The chart below is an example of Paretian distribution. In business, this is also known as the 80/20 rule. An example: 20% of your salespeople create 80% of your revenue.
Charts Courtesy Max Tobiasen
The chart below is a “normal” distribution. An example of a normal distribution would be the distribution of height in a population of people . One of the very real issues in the investment universe is that many people incorrectly assume all distributions are normal.

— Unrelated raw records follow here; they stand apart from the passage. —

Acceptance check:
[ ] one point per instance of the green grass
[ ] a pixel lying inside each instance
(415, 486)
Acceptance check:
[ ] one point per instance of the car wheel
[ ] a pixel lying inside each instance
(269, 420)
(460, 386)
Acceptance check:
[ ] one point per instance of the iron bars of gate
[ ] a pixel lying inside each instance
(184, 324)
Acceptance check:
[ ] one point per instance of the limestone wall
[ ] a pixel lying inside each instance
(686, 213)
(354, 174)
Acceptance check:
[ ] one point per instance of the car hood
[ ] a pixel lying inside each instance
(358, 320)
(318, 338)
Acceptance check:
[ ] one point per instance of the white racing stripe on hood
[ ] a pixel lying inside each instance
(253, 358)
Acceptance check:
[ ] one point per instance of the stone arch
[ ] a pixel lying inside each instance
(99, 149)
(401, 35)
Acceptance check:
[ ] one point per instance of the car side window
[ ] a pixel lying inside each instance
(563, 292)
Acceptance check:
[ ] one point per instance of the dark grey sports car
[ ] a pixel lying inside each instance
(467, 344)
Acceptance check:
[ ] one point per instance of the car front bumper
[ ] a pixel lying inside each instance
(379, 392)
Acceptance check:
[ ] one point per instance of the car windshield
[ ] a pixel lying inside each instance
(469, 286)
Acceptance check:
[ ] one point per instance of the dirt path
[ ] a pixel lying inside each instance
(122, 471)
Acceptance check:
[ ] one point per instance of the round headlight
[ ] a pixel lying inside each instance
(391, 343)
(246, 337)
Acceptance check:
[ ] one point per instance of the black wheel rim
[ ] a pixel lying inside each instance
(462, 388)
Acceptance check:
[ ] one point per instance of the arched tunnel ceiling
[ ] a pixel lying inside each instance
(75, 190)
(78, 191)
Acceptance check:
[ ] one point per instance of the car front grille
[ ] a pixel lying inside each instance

A good example of Paretian distribution in minerals is the distribution of Volcanogenic Massive Sulphide Deposits (“VMS” -copper, lead, and zinc). Typically the largest deposit in a system is discovered first. Because it is the biggest, it is the easiest to find. It is rare that other deposits in the system approach the largest in value (grade, size etc.), and most are small and sub-economic.
The promoters of such systems always assume that when a big one has been found, there are other big deposits just waiting to be found. this is not so. Read more on VMS distribution here.
The Paretian distribution of mineral and energy deposits has some serious future consequences. Because the most valuable deposits have already been found and exploited, future discoveries are likely to be smaller and more costly to exploit.
By way of example, the oil majors have had a really poor discovery rate over recent years, and as a result have curtailed exploration for new deposits. And discoveries that have been made are much more expensive to develop. This will inevitably lead to much higher oil prices in the years ahead.
The minerals and energy that power society will not get cheaper and will not be replaced by “technology”. Unless, perhaps, nuclear fusion becomes a reality rather than a dream. And then I will want my (anti)gravity boots.
We have already seen the peak in oil production – read more here. Our best defence is conservation: of energy, water, everything. This is where technology plays a great role. Cars and domestic appliances are vastly more efficient today than even 5 years ago. This won’t avoid the issue of Paretian distribution, but it will delay the inevitable.